Investors skittish as oil enters bear territory; eyes on China stocks

Investors skittish as oil enters bear territory; eyes on China stocks

Investors skittish as oil enters bear territory; eyes on China stocks

Index provider MSCI on Tuesday chose to include mainland China stocks, or A-shares, in its global emerging-market benchmark index.

Since MSCI delayed the inclusion of China A-shares for the third time in 2016, Chinese authorities have taken several measures to ease worldwide investors' concerns over the A-share market's accessibility: arbitrary trading suspensions were better regulated, restrictions on qualified foreign institutional investors were further relaxed, while the Shenzhen-Hong Kong stock connect scheme was launched to broaden channels of foreign investment in the A-share market.

Yeom Dong-chan, an analyst with eBEST Investment and Securities, said the portion of Korean stocks in the widely tracked MSCI Emerging Markets Index would fall if China's mainland stocks join up.

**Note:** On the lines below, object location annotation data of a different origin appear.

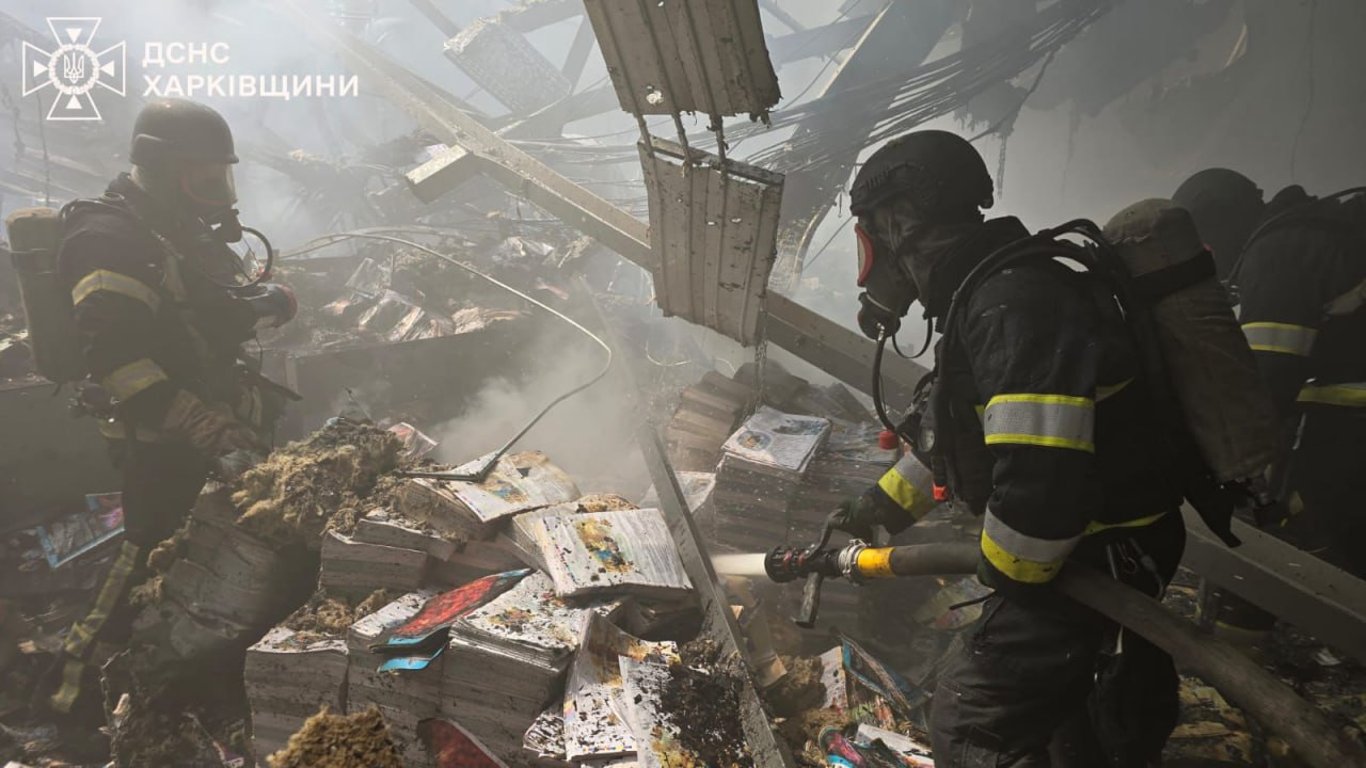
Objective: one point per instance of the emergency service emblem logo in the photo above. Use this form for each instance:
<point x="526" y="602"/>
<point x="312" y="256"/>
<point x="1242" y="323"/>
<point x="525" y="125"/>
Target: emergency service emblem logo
<point x="74" y="69"/>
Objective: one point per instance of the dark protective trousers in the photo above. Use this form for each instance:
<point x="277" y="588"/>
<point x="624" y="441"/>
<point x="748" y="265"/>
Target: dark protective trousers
<point x="160" y="484"/>
<point x="1040" y="683"/>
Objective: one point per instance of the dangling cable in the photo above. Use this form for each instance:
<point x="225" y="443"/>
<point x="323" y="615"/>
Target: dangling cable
<point x="925" y="347"/>
<point x="478" y="474"/>
<point x="877" y="381"/>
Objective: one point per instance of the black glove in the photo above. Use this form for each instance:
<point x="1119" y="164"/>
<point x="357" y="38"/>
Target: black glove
<point x="1216" y="506"/>
<point x="855" y="517"/>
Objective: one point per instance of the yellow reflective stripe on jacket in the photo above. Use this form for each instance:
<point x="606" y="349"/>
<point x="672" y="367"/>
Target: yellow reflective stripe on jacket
<point x="115" y="283"/>
<point x="1348" y="395"/>
<point x="1055" y="421"/>
<point x="1018" y="569"/>
<point x="909" y="485"/>
<point x="1281" y="338"/>
<point x="134" y="377"/>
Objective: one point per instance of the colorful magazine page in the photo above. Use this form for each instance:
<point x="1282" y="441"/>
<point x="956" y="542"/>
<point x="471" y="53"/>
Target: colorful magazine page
<point x="413" y="663"/>
<point x="439" y="612"/>
<point x="82" y="532"/>
<point x="618" y="551"/>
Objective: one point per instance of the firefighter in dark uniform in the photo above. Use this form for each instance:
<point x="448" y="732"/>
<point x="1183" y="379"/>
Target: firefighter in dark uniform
<point x="1302" y="280"/>
<point x="161" y="327"/>
<point x="1227" y="207"/>
<point x="1049" y="436"/>
<point x="1297" y="267"/>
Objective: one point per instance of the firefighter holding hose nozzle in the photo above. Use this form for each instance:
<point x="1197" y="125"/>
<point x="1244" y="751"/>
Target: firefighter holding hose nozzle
<point x="148" y="312"/>
<point x="1044" y="418"/>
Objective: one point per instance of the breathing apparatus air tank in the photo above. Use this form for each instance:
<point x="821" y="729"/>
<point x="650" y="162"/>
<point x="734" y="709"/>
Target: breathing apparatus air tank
<point x="34" y="238"/>
<point x="1208" y="361"/>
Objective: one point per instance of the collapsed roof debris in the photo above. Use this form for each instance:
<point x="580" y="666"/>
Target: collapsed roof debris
<point x="359" y="597"/>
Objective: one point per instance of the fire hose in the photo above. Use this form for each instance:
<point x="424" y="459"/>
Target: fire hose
<point x="1242" y="681"/>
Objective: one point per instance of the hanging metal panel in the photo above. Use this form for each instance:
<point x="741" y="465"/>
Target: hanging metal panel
<point x="713" y="227"/>
<point x="686" y="55"/>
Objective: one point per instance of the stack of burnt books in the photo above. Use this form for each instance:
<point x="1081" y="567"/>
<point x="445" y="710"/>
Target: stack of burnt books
<point x="398" y="655"/>
<point x="848" y="463"/>
<point x="353" y="567"/>
<point x="597" y="705"/>
<point x="403" y="698"/>
<point x="451" y="559"/>
<point x="474" y="511"/>
<point x="761" y="470"/>
<point x="506" y="660"/>
<point x="290" y="677"/>
<point x="705" y="417"/>
<point x="605" y="554"/>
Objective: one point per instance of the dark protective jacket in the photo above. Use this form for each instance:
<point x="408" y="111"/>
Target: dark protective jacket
<point x="1049" y="429"/>
<point x="150" y="309"/>
<point x="1298" y="264"/>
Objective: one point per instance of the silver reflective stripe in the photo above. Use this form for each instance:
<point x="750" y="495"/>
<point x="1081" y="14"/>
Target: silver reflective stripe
<point x="1027" y="547"/>
<point x="1057" y="421"/>
<point x="1281" y="338"/>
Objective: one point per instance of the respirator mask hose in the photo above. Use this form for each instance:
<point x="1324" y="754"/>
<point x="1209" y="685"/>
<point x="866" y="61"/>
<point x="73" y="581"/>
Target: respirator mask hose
<point x="879" y="405"/>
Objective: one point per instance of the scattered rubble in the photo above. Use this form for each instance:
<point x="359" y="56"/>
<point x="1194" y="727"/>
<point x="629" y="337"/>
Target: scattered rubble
<point x="325" y="615"/>
<point x="297" y="492"/>
<point x="340" y="741"/>
<point x="701" y="700"/>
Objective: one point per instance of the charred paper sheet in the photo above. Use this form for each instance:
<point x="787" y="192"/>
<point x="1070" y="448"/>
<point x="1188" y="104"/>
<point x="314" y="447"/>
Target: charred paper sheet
<point x="779" y="440"/>
<point x="530" y="621"/>
<point x="623" y="551"/>
<point x="596" y="707"/>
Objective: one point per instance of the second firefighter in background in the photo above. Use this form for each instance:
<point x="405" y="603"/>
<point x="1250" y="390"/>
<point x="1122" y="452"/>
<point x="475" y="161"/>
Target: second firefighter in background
<point x="1053" y="442"/>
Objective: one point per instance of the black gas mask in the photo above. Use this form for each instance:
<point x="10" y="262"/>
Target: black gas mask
<point x="211" y="194"/>
<point x="888" y="290"/>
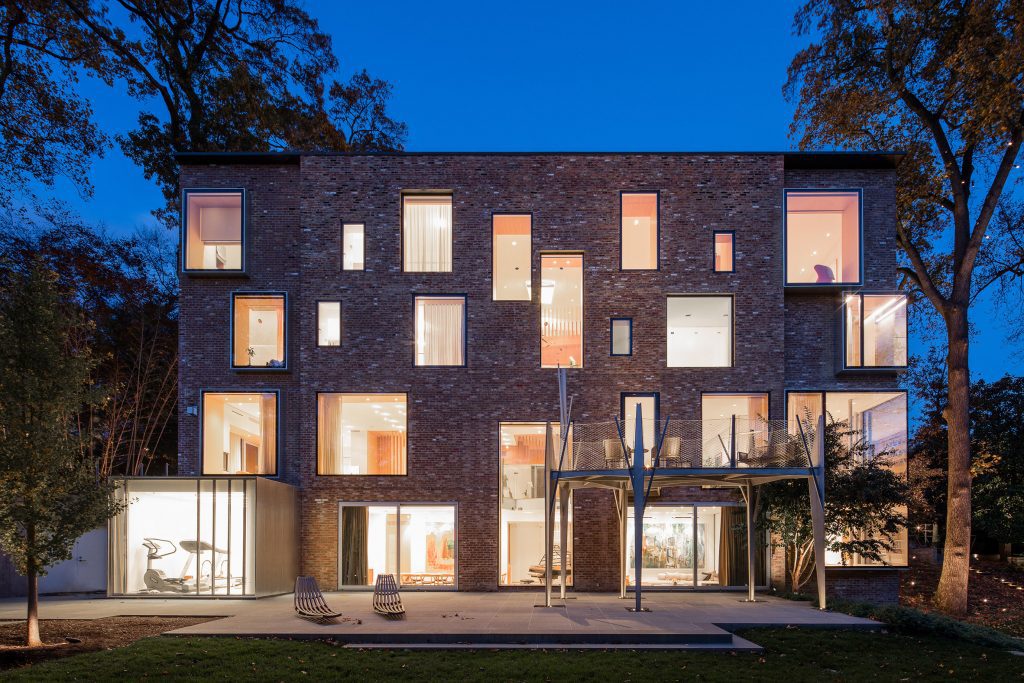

Nigeria's currency peg between 2015 and 2016 led to the country's delisting from two major indexes for emerging and frontier markets during the period.

They got close a year ago, but after a couple of big stockmarket sell offs and the involvement of the Chinese government in market support measures (some would call it market manipulation and other fears about corporate governance), MSCI said no.

China will need to keep working on making its financial markets more open and that includes giving more access to foreign investors and addressing fears over capital controls. When the market is riding high and there is generally smooth sailing on the investing seas, individual investors may have the tendency to get complacent.

China A shares will also have a presence on the MSCI ACWI Index, and MSCI said it will begin calculating a number of global and regional provisional indexes created to help manage the implementation of the shares in investors' portfolios. "BlackRock has continued to support all opening of investment in China's onshore capital markets for a number of years", Ryan Stork, BlackRock chairman, Asia Pacific, said in a statement.

Fund managers and index providers will have 12 months to adjust their portfolios, and with only $2 billion of inflows into China as a result of the changes the adjustments will be "minimal", Ms McNaughton said.

For many investors, China's local shares represent the future.

Until now, it's been an easy decision for global fund managers to avoid Chinese shares but it's now more of a bet if they decide not to invest. Trillions more of investor dollars are tied to additional MSCI global indexes.

"However, the index provider is taking a gradual approach to including Chinese A-shares, perhaps reflecting persistent concerns over structural issues".

Brent crude was off by 0.04 percent at $46.00 and U.S. WTI crude gained 0.05 percent to trade at $43.53.

Switzerland, which has one-tenth the GDP of China, has a 50 percent larger weight in investors' portfolios today, and that makes no sense.

Inclusion in MSCI indexes will spur about US$8 billion to US$10 billion more in fund flows to China's A shares, according to Lucy Qiu, an analyst at UBS Wealth Management's Chief Investment Office, which oversees strategy for US$2.2 trillion in assets. MSCI's decision has been closely watched as a sign of China's growing importance on worldwide financial markets. This slide had a contagion effect as the S&P 500 index saw broad declines on Tuesday.